Wyloo Metals’ strategy will also see Noront revitalized under the leadership of a world-class Board of Directors led by Dr. Andrew Forrest AO, who has an unparalleled track record in the development of remote mining projects and a proud and continuing legacy of partnering with Indigenous and local communities. Dr. Forrest led Fortescue Metals Group (ASX: FMG) from a junior mining exploration company to one of the world’s largest mining companies.
Battery and hydrogen technologies are unleashing the full potential of renewable energy by making it available when and where it is required. These technologies, and the critical metals that they are built from, will positively impact future generations in ways we cannot yet imagine.
The Ring of Fire is home to expansive deposits of these metals and is ideally located near downstream markets, presenting a once-in-a-generation opportunity to transform Canada into a critical metals powerhouse.
Only Wyloo Metals’ offer provides shareholders with the opportunity to share in that journey.
There are four aspects of the Wyloo Offer that make it superior to the offer made by BHP Western Mining Resources International Pty Ltd (“BHP”):
The underlying mineral value of the Ring of Fire is immense and, when developed, will support a multi-generational, critical metal mining district.

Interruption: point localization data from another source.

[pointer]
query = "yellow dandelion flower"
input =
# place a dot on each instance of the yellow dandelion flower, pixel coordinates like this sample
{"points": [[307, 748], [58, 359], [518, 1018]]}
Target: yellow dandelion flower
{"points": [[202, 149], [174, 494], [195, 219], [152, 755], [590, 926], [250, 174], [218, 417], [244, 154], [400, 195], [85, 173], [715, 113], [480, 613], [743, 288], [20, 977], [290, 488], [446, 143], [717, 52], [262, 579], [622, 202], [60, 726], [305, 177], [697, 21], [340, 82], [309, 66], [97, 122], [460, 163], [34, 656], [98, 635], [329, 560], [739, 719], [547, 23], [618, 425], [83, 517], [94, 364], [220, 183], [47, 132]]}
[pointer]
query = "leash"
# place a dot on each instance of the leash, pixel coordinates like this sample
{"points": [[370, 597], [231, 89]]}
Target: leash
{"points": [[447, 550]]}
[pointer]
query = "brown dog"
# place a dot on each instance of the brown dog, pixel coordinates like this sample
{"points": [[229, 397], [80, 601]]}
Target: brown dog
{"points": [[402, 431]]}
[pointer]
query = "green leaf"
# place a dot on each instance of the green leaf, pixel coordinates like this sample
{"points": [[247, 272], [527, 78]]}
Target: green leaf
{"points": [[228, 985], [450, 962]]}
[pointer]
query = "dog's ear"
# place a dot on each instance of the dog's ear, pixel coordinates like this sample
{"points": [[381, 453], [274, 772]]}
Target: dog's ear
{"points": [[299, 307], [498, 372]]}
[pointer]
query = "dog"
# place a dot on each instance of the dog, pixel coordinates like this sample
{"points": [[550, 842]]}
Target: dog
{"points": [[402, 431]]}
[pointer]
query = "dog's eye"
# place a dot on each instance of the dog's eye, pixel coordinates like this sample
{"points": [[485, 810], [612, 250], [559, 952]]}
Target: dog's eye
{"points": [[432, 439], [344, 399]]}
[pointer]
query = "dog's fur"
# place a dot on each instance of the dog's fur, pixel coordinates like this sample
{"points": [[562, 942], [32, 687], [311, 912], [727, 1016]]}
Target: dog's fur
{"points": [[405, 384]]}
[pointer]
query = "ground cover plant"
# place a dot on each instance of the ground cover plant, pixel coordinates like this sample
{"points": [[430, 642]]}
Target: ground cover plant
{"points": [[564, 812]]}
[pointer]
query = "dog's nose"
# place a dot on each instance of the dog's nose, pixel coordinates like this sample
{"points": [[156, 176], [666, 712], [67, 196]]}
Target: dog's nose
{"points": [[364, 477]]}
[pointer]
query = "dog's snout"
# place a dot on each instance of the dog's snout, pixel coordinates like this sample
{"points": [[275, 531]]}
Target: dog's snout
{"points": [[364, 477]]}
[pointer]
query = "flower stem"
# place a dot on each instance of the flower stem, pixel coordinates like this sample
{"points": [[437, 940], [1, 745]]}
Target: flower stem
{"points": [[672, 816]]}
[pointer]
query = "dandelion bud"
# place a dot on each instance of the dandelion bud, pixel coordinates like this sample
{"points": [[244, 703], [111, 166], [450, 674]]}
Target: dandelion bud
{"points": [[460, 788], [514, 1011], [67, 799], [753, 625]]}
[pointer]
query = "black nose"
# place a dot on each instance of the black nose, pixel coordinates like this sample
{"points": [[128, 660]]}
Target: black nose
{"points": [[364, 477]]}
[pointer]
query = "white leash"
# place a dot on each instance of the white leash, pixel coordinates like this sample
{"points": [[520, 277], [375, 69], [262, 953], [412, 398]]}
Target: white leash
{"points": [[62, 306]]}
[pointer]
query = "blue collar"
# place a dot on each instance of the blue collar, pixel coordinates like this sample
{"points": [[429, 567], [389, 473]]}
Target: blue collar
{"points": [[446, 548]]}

Rather than forcing an all-or-nothing outcome upon Noront shareholders, the Wyloo Offer is a flexible proposal that allows shareholders to elect their preferred level of retained exposure to the immense future value of the Ring of Fire, while also providing an option to crystallize immediate cash value.
The Noront Board of Directors has unanimously determined that the Wyloo Offer is superior. Consideration of Cdn$0.70 in cash per share represents a 192% premium to Noront’s unaffected closing price on May 21, 2021 and a 27% premium to the BHP offer of Cdn$0.55 in cash per share.

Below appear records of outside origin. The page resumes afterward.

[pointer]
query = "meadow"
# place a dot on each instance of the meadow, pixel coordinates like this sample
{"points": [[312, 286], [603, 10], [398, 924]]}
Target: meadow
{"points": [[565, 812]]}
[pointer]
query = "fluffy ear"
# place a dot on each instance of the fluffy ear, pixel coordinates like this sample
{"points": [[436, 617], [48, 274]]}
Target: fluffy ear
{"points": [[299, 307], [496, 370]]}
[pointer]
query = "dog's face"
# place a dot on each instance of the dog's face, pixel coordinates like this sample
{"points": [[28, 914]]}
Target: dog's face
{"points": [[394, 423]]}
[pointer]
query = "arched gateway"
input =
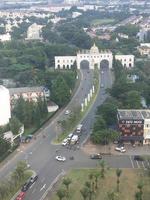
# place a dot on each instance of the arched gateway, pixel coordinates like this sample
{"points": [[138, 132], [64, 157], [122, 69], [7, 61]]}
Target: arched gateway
{"points": [[92, 58]]}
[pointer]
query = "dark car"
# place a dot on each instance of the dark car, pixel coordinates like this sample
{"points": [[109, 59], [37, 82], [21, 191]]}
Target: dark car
{"points": [[138, 158], [95, 156], [27, 185]]}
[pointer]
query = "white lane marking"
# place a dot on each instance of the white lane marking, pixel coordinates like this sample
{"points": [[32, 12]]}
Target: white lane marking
{"points": [[32, 185], [42, 188], [137, 164], [34, 190], [143, 165], [131, 162], [43, 179]]}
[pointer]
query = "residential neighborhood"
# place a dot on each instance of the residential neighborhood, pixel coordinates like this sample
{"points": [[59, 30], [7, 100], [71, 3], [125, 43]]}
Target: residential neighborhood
{"points": [[74, 99]]}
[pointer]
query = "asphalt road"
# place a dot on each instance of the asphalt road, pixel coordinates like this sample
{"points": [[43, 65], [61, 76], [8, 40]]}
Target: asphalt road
{"points": [[40, 153]]}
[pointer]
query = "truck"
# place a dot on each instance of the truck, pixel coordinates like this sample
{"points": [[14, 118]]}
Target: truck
{"points": [[74, 139], [79, 128]]}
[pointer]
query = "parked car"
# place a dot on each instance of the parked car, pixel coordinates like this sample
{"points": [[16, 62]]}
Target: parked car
{"points": [[33, 179], [60, 158], [67, 112], [20, 196], [65, 142], [138, 158], [120, 149], [96, 156]]}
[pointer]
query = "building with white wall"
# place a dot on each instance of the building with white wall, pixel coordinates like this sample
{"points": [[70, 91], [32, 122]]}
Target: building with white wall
{"points": [[126, 60], [34, 32], [5, 113], [5, 37], [92, 58]]}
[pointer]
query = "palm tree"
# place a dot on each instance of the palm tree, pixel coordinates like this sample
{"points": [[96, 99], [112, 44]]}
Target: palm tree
{"points": [[85, 192], [67, 182], [140, 187], [96, 176], [61, 193], [102, 164], [118, 173], [111, 196]]}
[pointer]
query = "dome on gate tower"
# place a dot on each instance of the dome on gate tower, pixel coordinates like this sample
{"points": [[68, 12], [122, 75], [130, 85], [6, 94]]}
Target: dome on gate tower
{"points": [[94, 49]]}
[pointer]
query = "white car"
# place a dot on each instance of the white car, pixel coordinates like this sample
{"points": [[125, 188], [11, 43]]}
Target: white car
{"points": [[65, 142], [120, 149], [70, 136], [67, 112], [60, 158]]}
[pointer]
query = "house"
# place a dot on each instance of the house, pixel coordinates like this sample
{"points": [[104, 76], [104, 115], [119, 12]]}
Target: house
{"points": [[34, 32], [28, 94]]}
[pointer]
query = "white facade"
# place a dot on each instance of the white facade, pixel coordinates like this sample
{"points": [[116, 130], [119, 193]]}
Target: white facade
{"points": [[126, 60], [92, 57], [5, 113]]}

Noront shareholders holding an aggregate of 10.3% of Noront’s common shares on a fully diluted basis, including certain Noront directors and senior management, will enter into lock-up agreements under which they agree to vote in support of the Plan of Arrangement. Together with Wyloo Metals, holders of 45.7% of Noront’s common shares on a fully diluted basis are supportive of the Wyloo Offer.
Wyloo Metals does not intend to support any alternate offers for Noront. Without the support of Wyloo Metals’ 37.2% direct interest in Noront, a competing plan of arrangement cannot be successful and a competing take-over bid will be unlikely to meet any minimum tender condition.
Noront will be revitalized under the leadership of a new Board of Directors, featuring some of the world’s most experienced mining leaders who are committed to deliver Noront’s true potential to its shareholders.
Wyloo Metals is the only bidder that can deliver this unique combination of benefits to Noront shareholders.
“The Ring of Fire is a long-term mining district with a present-day value that is impossible to accurately quantify. Only the Wyloo Offer can provide Noront shareholders with comfort in the knowledge that they have received sufficient optionality and value for their ownership of Canada’s next great mineral hub.”
Luca Giacovazzi, Head of Wyloo Metals
Completion of the Wyloo Offer is expected to occur in December 2021. The Wyloo Offer is subject to BHP’s right to match period of 5 business days.
Wyloo Metals has engaged Maxit Capital LP to act as its financial advisor and McCarthy Tétrault LLP to act as its legal advisor. Shorecrest Group has also been engaged to act as Wyloo Metals’ strategic communications advisor and proxy solicitation and information agent.